Я постараюсь вас не задерживать, уверил я ее, хаотично перелистывая странички блокнотика на пружине в котором у меня были записаны приготовленные вопросы и быстро отказываясь от не имеющих непосредственное отношение к сути дела. Скажите Расскажите о трагедии Зенитниковых.
Наверное вас в первую очередь интересует младшая девочка?
Да, я знаю, что вы работали врачом на «Скорой Помощи».
Не совсем так, поправила меня Софико Зурабовна. Она говорила громко с присущей кавказцам импульсивностью, но при этом у нее почти отсутствовал грузинский акцент. В то время я была фельдшером. Мне тогда и тридцати не было. Звонок на нашу подстанцию поступил рано утром, наша бригада уже с ног валилась за ночь ДТП и инсультник. У нас уже был один умерший, а тут новый вызов. Вызывали сразу несколько бригад. Зверское убийство двух людей, девушка в критическом состоянии и девочка-младенец. Ребеночка увезли на другой карете, ей была оказана необходимая помощь и, насколько я знаю, у нее не было физических повреждений. А вот нам досталась девушка. Денис Петрович, вы меня слышите?

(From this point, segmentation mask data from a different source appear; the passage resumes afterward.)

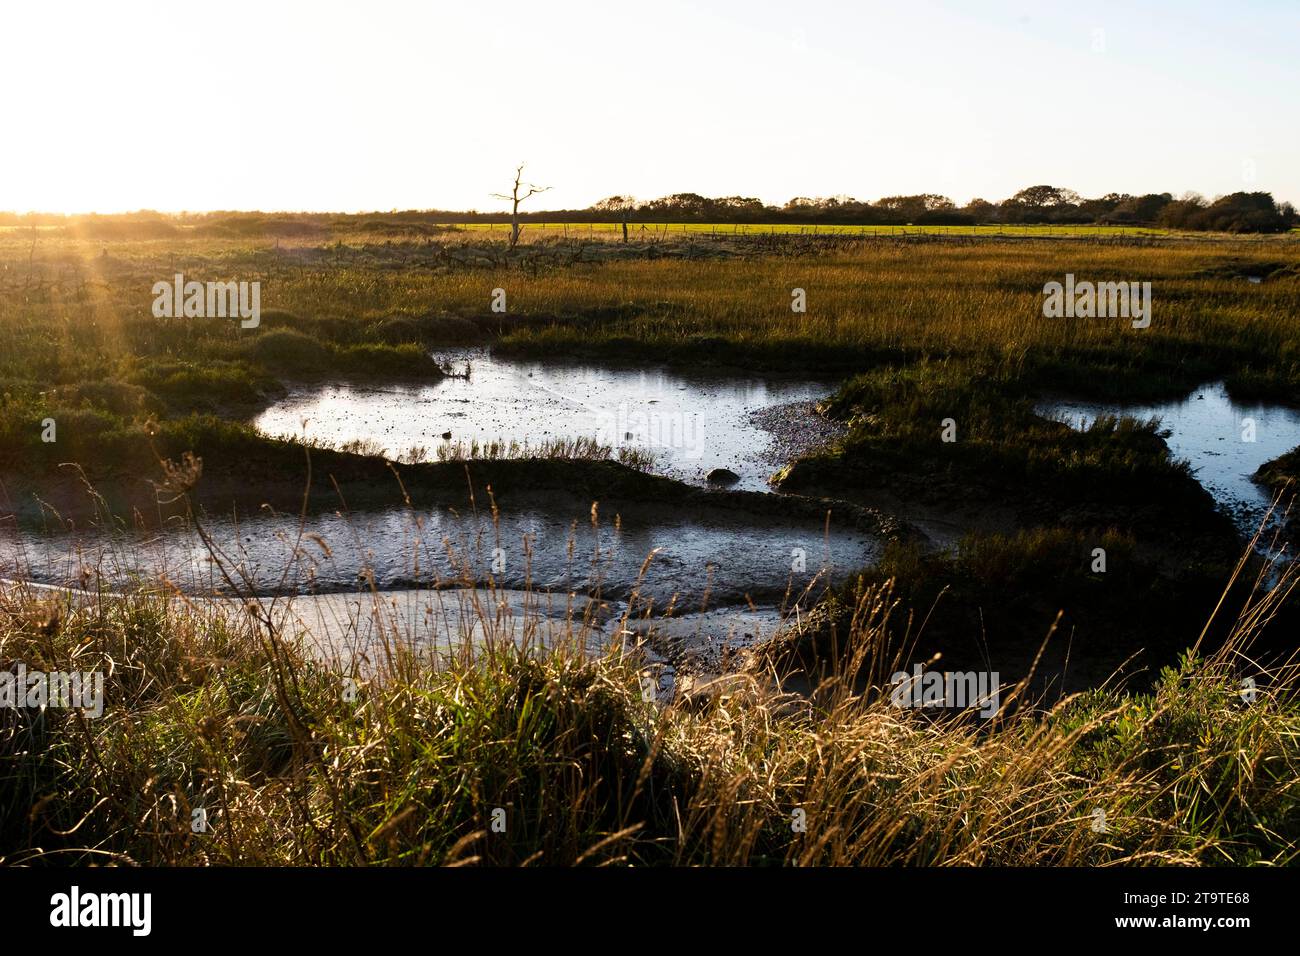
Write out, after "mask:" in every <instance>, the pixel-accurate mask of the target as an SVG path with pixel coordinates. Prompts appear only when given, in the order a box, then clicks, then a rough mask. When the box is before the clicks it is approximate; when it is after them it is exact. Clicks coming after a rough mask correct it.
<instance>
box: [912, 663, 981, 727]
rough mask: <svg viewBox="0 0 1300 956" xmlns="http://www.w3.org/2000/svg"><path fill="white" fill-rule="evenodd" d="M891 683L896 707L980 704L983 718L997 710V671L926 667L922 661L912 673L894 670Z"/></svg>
mask: <svg viewBox="0 0 1300 956" xmlns="http://www.w3.org/2000/svg"><path fill="white" fill-rule="evenodd" d="M889 683H891V684H893V691H891V692H889V702H891V704H893V705H894V706H896V708H956V709H958V710H965V709H966V708H979V709H980V711H979V715H980V717H984V718H988V717H992V715H993V714H996V713H997V709H998V697H1000V693H1001V684H1000V683H998V674H997V671H943V672H940V671H926V670H924V669H923V667H922V666H920V665H919V663H918V665H914V666H913V669H911V674H909V672H907V671H897V672H894V674H893V675H892V676H891V678H889Z"/></svg>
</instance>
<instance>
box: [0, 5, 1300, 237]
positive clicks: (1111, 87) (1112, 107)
mask: <svg viewBox="0 0 1300 956" xmlns="http://www.w3.org/2000/svg"><path fill="white" fill-rule="evenodd" d="M0 35H3V38H4V46H3V52H0V85H3V86H0V88H3V90H4V107H5V108H4V114H3V117H0V122H3V129H4V138H3V140H0V209H19V211H27V209H44V211H56V212H78V211H92V209H94V211H103V212H113V211H127V209H138V208H155V209H165V211H181V209H191V211H198V209H213V208H217V209H255V208H256V209H329V211H368V209H390V208H429V207H439V208H478V209H495V208H502V204H500V203H497V202H494V200H493V199H490V198H489V194H490V193H493V191H500V190H502V189H503V187H504V186H506V185H507V182H508V179H510V178H511V173H512V169H513V166H515V164H516V163H519V161H520V160H526V163H528V168H526V173H528V178H532V179H533V181H534V182H538V183H543V185H550V186H552V187H554V189H552V191H551V193H550V194H547V195H545V196H541V198H537V199H534V200H533V203H532V208H563V207H582V206H589V204H590V203H593V202H594V200H597V199H599V198H602V196H606V195H610V194H615V193H630V194H633V195H636V196H638V198H642V199H649V198H654V196H659V195H666V194H668V193H677V191H694V193H702V194H705V195H733V194H740V195H751V196H758V198H761V199H763V200H764V202H771V203H784V202H785V200H787V199H789V198H792V196H796V195H810V196H818V195H835V194H849V195H853V196H857V198H859V199H876V198H879V196H883V195H893V194H905V193H922V191H932V193H943V194H946V195H949V196H952V198H953V199H956V200H957V202H958V203H962V202H966V200H967V199H970V198H971V196H976V195H978V196H984V198H987V199H1002V198H1005V196H1008V195H1010V194H1011V193H1014V191H1017V190H1018V189H1021V187H1023V186H1028V185H1034V183H1040V182H1047V183H1052V185H1058V186H1069V187H1071V189H1075V190H1078V191H1080V193H1083V194H1084V195H1100V194H1102V193H1106V191H1110V190H1117V191H1127V193H1145V191H1165V190H1169V191H1173V193H1174V194H1179V193H1183V191H1187V190H1196V191H1200V193H1204V194H1206V195H1216V194H1222V193H1231V191H1236V190H1242V189H1248V190H1255V189H1260V190H1268V191H1271V193H1274V195H1277V196H1278V198H1279V199H1290V200H1292V202H1296V203H1297V204H1300V52H1297V51H1300V3H1297V1H1296V0H1222V1H1217V3H1201V1H1199V0H1170V1H1167V3H1166V1H1160V3H1132V1H1130V3H1091V1H1089V0H1078V1H1076V3H1060V4H1056V3H1053V4H1048V3H1027V1H1022V3H1001V1H996V0H987V1H984V3H980V1H978V0H969V1H967V0H897V1H894V0H891V1H888V3H885V1H871V3H853V1H852V0H837V1H835V3H832V1H824V0H797V1H788V3H772V1H770V0H748V1H746V0H736V1H735V3H733V1H731V0H695V1H693V3H688V1H685V0H640V1H638V3H634V4H633V3H623V1H620V0H599V1H595V3H568V1H565V0H546V1H545V3H538V1H537V0H521V1H519V3H516V1H513V0H456V1H455V3H433V1H429V0H355V3H333V1H329V0H324V1H322V0H315V1H312V3H290V1H287V0H255V1H252V3H244V1H243V0H221V1H220V3H218V1H216V0H213V1H203V3H198V1H194V0H186V1H183V3H182V1H177V0H173V1H172V3H143V1H135V0H114V1H113V3H108V1H107V0H92V1H88V3H70V1H66V0H30V1H29V0H8V3H5V5H4V7H3V8H0ZM525 208H528V207H525Z"/></svg>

Да-да, Софико Зурабовна, продолжайте. Девушка была в сознании?
Сперва нет, она откровенно говоря, уже агонизировала. У нее были страшные раны, изверг резал ей шею и грудь, и то, что она несколько часов истекала кровью и не умерла сразу настоящее чудо.
Вы помните, как оказывали помощь пострадавшей?
Мы сделали все, что было в наших силах, ответила госпожа Пнавия. Юрий Ильич наш доктор ввел ей адреналин и еще э боюсь ошибиться не помню уже. Женщина на время пришла в сознание, распахнула глаза. С нами в карете «Скорой» был опер, я запомнила его фамилию Песков. Константин Песков. В звании младшего лейтенанта, я помню его. Молоденький, но уверенный. У него еще очки были такие приличные, как у интеллигента. Юрий Ильич запретил допрашивать женщину, но та сама на том конце связи раздался громкий резкий звон, оборвавшийся так же внезапно, как и возник. Я, честно говоря, на секунду опешил и не сразу сообразил, что это был звонок со школьного урока. Софико Зурабовна прибавила темп речи, стараясь успеть договорить: Юрий Ильич запретил говорить девушке, но та сама Она догадывалась, что может не успеть.
Что она говорила?
Она описала нападавшего. Как смогла. Она говорила очень тихо, ее было почти не слышно, Пескову пришлось прикладываться ухом к ее губам. Я сидела рядом, держала капельницу, кое-что расслышала. На ее семью напал человек выше среднего роста, склонный к полноте, крупный, но лица она не видела. Очень молодой, возможно, даже несовершеннолетний. Она вообще не поняла, что случилось, когда услышала, что в их дом кто-то ворвался. По ее словам, когда она на кухне готовила кашку дочке, дверь открыл ее муж. Потом были крики и резкий грохот. Потом бандит напал на нее с ножом. Девушка выронила младенца на пол. Вы меня слушаете?